El coleccionista, de John Fowles

La primera novela de Fowles es un clásico vigente. Descubre este thriller psicológico y sorpréndete


Frederick, el protagonista, trabaja en el anexo del Ayuntamiento. Vive con su tía y su prima bajo un constante mensaje moralista afianzado en la culpa desde que tenía dos años, tras la muerte de su padre y el abandono de la madre en brazos de la hermana del finado.

Su único contacto con la humanidad, su tío Dick, murió recientemente y sólo entrevé la felicidad en su colección de mariposas, afición infantil compartida que ahora es pura nostalgia.

Pocas oportunidades y nulas ganas, una vida gris que se desgasta persiguiendo con la mirada a Miranda, una estudiante de arte que de vez en vez se cruza en su camino y tiene a mal ganarse una beca con noticia en el diario local incluida... hasta que eso que llaman destino sopla y él recibe una enorme e inesperada cantidad de dinero que, en sus acomplejadas manos, sólo sirve para secuestrar a una mujer simplemente porque puede.

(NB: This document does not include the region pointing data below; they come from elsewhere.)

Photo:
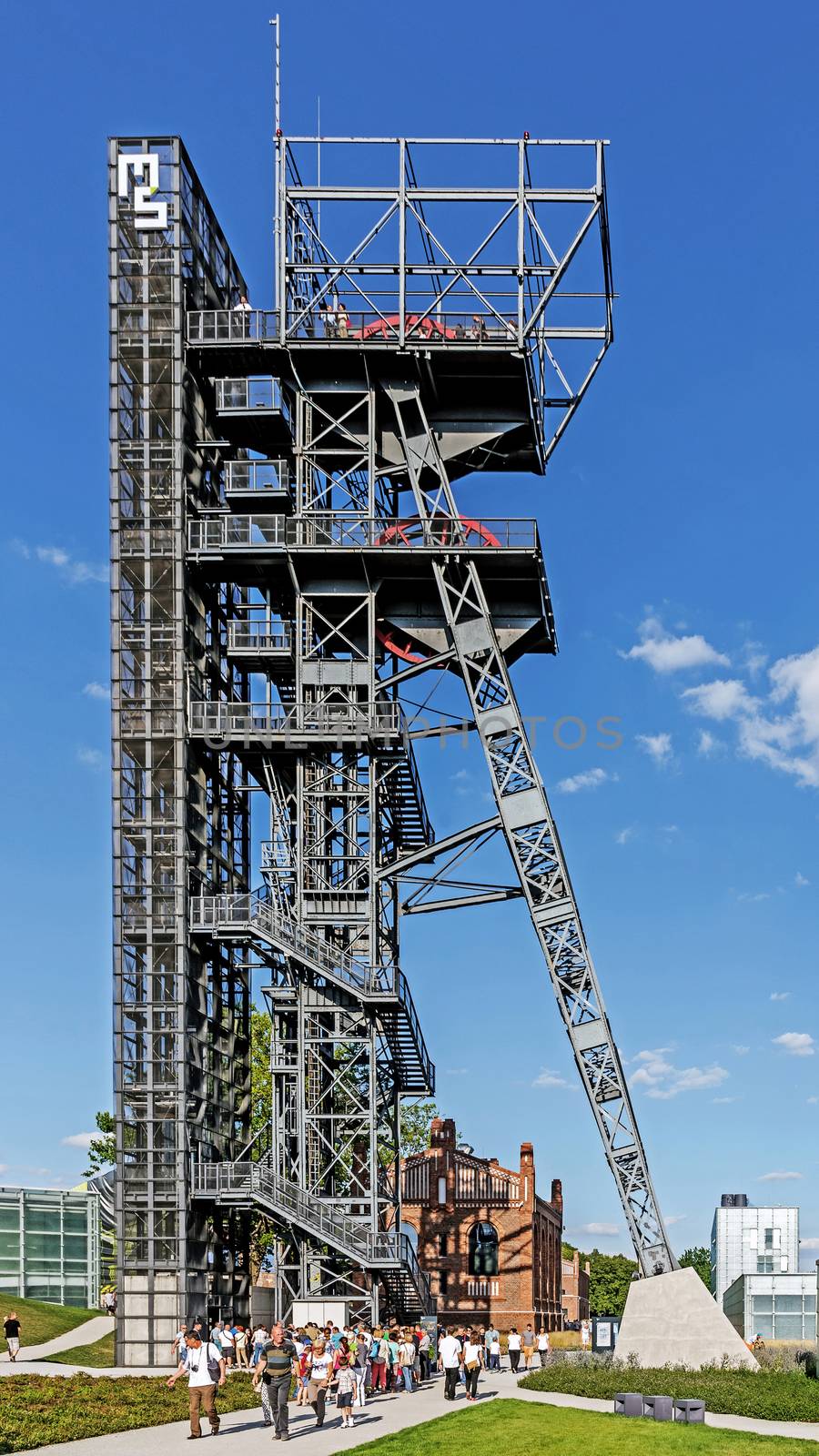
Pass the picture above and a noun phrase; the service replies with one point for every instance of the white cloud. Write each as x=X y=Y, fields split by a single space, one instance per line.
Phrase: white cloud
x=91 y=759
x=75 y=571
x=796 y=1043
x=668 y=654
x=550 y=1079
x=662 y=1079
x=782 y=732
x=722 y=699
x=658 y=746
x=591 y=779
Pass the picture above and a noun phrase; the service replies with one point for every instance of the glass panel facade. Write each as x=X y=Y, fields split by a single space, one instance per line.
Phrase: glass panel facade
x=50 y=1245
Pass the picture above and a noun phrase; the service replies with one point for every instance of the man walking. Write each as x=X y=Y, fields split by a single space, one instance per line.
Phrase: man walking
x=450 y=1354
x=274 y=1370
x=205 y=1368
x=12 y=1331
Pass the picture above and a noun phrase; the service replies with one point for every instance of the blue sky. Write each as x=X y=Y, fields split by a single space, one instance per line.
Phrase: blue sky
x=678 y=521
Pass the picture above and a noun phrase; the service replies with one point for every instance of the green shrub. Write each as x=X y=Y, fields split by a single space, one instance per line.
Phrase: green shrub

El libro tiene una muy clara referencia a La tempestad, de William Shakespeare, pero logra ir más allá de la historia de Calibán, esbozando la forma en la que las relaciones humanas se construyen y la lucha de clases. Frederick es más que humilde, sobre todo de espíritu, y Miranda si bien no es adinerada sí tiene lo suficiente como para destinar tiempo y dinero en estudiar, abriendo otra brecha entre ellos, la cultural.

Dato: la novela, publicada en 1964, es la primera de una docena de libros de este autor, lanzó a la fama a Fowles y fue adaptada al cine en 1965, con la versión veinteañera de Samantha Eggar. Buscó el Oscar pero se quedó en el camino.

Hombre contra mujer, fuerte contra débil, cultura contra ignorancia, poder contra vulnerabilidad, El coleccionista nos cuenta ambas perspectivas, la del loco que secuestra y luego se cree engañado, y la de la víctima que hace todo lo posible por sobrevivir, incapaz de controlar una situación sin pies ni cabeza.

Este tipo de novelas es lo que se conoce como thiller psicológico. Lo cierto es que se trata de algo magistral y que pese a sus 50 añotes, sigue vigente y es atractiva como lo fue ante los ojos de su primer lector.